To popularise bluetooth and hasten its market acceptance, the consortium has decided to keep the standards open. Which means software companies will be able to launch new products based on the bluetooth standards. In fact, the real money in the bluetooth business will lie in tapping the electronic devices market. Companies that can embed the Bluetooth devices are likely to be the biggest beneficiaries in the immediate future. Whether it is large companies like Hughes Software Systems (HSS) or start-ups like Bangalore-based Impulsesoft, they are looking at capturing the market that enables the technology.

HSS, for example, is concentrating on enabling the software underlying the technology. It has already developed the Bluetooth stack that is designed in such a manner that it is free of the hardware or the operating software. Says Sood of HSS: "We are approaching companies that manufacture the chips and sell licence the software for being embedded in the chip." The devices into which these chips are placed become "intelligent".

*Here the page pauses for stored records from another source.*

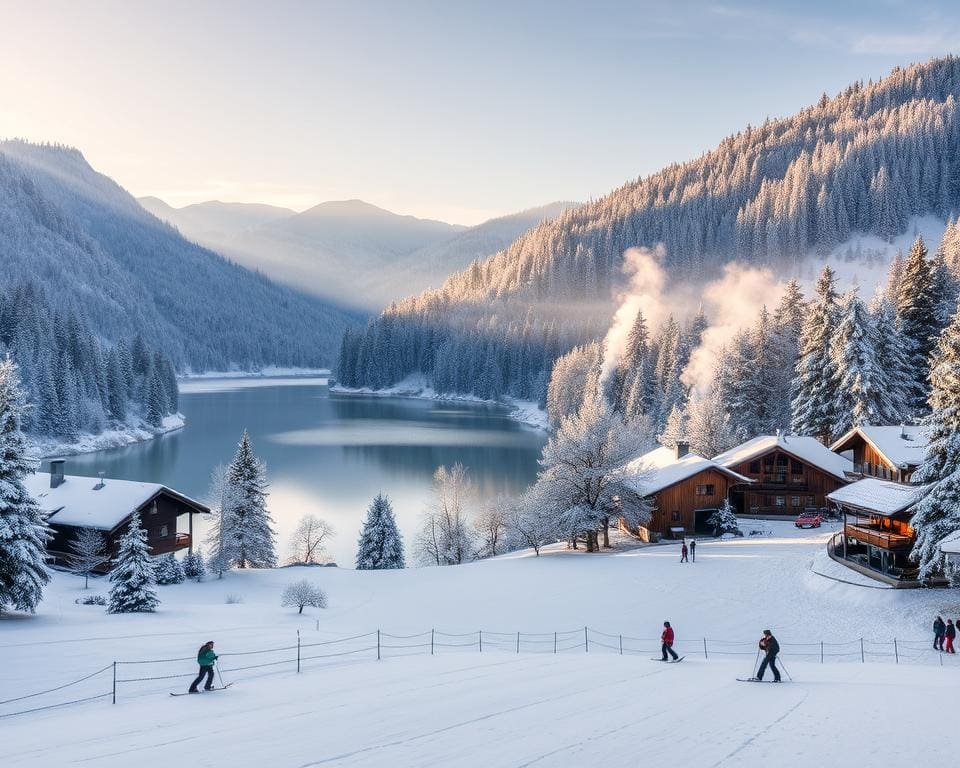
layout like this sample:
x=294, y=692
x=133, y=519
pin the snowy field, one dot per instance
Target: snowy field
x=464, y=707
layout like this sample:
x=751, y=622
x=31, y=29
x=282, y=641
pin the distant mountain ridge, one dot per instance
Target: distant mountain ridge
x=358, y=252
x=867, y=161
x=96, y=252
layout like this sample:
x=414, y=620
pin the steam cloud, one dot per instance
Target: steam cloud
x=731, y=303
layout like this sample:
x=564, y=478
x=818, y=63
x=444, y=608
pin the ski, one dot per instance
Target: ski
x=187, y=693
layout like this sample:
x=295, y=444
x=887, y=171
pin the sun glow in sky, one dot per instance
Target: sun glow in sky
x=451, y=110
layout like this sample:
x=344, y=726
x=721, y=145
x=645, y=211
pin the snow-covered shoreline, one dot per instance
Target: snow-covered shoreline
x=265, y=372
x=525, y=411
x=46, y=448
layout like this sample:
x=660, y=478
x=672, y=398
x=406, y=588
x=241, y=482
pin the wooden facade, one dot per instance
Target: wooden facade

The approach of Impulsesoft is no different. It has identified real time operating systems (RTOS), personal digital assistants (PDAs), and OEMs as the areas that it would focus to build applications around. Already, its first product, a PC-based solution is scheduled to roll out in Europe during Christmas this year. Says Bikash Chowdhury, Strategic Marketing Manager, Impulsesoft: "The Indian market is still not ready for Bluetooth. (However,) Impulsesoft is looking at consumer appliances market as one of the potential area for showcasing its technology."

The devices may be slow in coming. But they sure will be worth waiting for. Doubt it? Take the three-in-one phone, for example. At home, your phone will work like a cordless phone using the land line. When you are moving, it will switch itself to the mobile mode (you'll pay whatever the airtime rate is). But if your standing across the street from your friend and can't yell, use the phone. Only this time, there will be no call charge, because the two phones will work like walkie-talkies.

Bet, the Viking King had no clue what his name could do.